The Real Estate Institute of Queensland has hit out at the State Government’s 2022-23 Budget, saying it is disappointed at the lack of action on housing affordability and accessibility.
REIQ Chief Executive Officer Antonia Mercorella said the budget had missed valuable opportunities to implement key reforms, including stamp duty, which had again been ignored.
She said while other jurisdictions, such as NSW, had moved on stamp duty, the Queensland Government had not progressed to phasing out the “volatile” tax.
“Stamp duty significantly hinders home ownership, discourages housing turnover, and restricts mobility, and its abolishment would open doors in Queensland for many,” Ms Mercorella said.

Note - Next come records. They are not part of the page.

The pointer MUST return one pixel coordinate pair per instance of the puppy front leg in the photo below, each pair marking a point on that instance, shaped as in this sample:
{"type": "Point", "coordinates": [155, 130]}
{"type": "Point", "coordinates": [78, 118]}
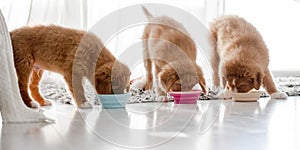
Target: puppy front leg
{"type": "Point", "coordinates": [149, 77]}
{"type": "Point", "coordinates": [77, 90]}
{"type": "Point", "coordinates": [269, 85]}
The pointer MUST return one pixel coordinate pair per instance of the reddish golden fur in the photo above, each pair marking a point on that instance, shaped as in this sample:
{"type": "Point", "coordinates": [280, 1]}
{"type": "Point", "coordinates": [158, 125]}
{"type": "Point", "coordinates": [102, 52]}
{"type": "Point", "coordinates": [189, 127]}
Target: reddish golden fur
{"type": "Point", "coordinates": [170, 53]}
{"type": "Point", "coordinates": [72, 53]}
{"type": "Point", "coordinates": [240, 56]}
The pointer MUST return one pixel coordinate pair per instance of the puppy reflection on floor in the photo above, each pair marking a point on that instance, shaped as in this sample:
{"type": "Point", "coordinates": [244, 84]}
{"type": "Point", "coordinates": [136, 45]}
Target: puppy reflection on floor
{"type": "Point", "coordinates": [169, 56]}
{"type": "Point", "coordinates": [240, 56]}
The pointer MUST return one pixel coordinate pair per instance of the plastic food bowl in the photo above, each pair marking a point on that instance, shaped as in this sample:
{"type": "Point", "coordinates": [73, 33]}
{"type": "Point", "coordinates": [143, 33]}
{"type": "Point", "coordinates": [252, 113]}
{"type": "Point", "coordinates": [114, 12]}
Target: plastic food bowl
{"type": "Point", "coordinates": [186, 97]}
{"type": "Point", "coordinates": [113, 100]}
{"type": "Point", "coordinates": [246, 97]}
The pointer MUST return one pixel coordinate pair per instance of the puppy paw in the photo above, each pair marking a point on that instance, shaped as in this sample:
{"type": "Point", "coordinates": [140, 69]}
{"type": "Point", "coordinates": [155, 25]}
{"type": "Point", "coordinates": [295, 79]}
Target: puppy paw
{"type": "Point", "coordinates": [47, 103]}
{"type": "Point", "coordinates": [162, 98]}
{"type": "Point", "coordinates": [86, 105]}
{"type": "Point", "coordinates": [33, 104]}
{"type": "Point", "coordinates": [279, 95]}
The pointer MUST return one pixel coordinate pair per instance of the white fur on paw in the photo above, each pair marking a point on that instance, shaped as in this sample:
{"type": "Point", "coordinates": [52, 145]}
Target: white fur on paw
{"type": "Point", "coordinates": [162, 98]}
{"type": "Point", "coordinates": [86, 105]}
{"type": "Point", "coordinates": [34, 104]}
{"type": "Point", "coordinates": [279, 95]}
{"type": "Point", "coordinates": [47, 103]}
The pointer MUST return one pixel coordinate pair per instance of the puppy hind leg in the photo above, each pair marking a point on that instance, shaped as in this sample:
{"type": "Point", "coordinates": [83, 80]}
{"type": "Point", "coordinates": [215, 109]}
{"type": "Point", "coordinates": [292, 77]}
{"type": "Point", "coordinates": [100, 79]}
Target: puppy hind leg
{"type": "Point", "coordinates": [215, 62]}
{"type": "Point", "coordinates": [24, 68]}
{"type": "Point", "coordinates": [36, 76]}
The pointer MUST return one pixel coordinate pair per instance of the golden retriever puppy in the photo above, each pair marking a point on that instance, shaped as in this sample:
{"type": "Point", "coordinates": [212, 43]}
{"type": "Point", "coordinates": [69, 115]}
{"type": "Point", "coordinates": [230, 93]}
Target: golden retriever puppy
{"type": "Point", "coordinates": [240, 56]}
{"type": "Point", "coordinates": [169, 54]}
{"type": "Point", "coordinates": [72, 53]}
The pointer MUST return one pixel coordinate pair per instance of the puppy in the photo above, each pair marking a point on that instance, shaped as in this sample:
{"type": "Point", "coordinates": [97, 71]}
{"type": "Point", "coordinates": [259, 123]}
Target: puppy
{"type": "Point", "coordinates": [240, 56]}
{"type": "Point", "coordinates": [72, 53]}
{"type": "Point", "coordinates": [169, 54]}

“That’s why we’ve long advocated for a 10-year phase-out program and eventual abolishment of stamp duty by first introducing stamp duty exemptions allowing older Queenslanders to ‘rightsize’ into more suitable homes, and ultimately, replacing stamp duty with a broad-based land tax.
“The Henry Tax Review, delivered over a decade ago, identified it as a ‘bad tax’ and yet it remains with us today with not even a whiff of a plan for stamp duty reform on the horizon.”
On Monday, the Queensland Government announced the Housing Investment Fund would deliver up to 1200 new social and affordable homes in a partnership between the Brisbane Housing Company and Queensland Investment Corporation.
Stage 1 of the program will deliver 600 homes through seven different projects, with the Palaszczuk Government announcing the first two, at Ethel St in Chermside and Sutton St in Redcliffe, last month.
Treasurer and Minister for Trade and Investment Cameron Dick said the projects were part of the government’s concentrated investment in social and affordable housing, the largest in the state’s history.
“Every Queenslander deserves a safe home to live in and a secure roof over their head,” Mr Dick said.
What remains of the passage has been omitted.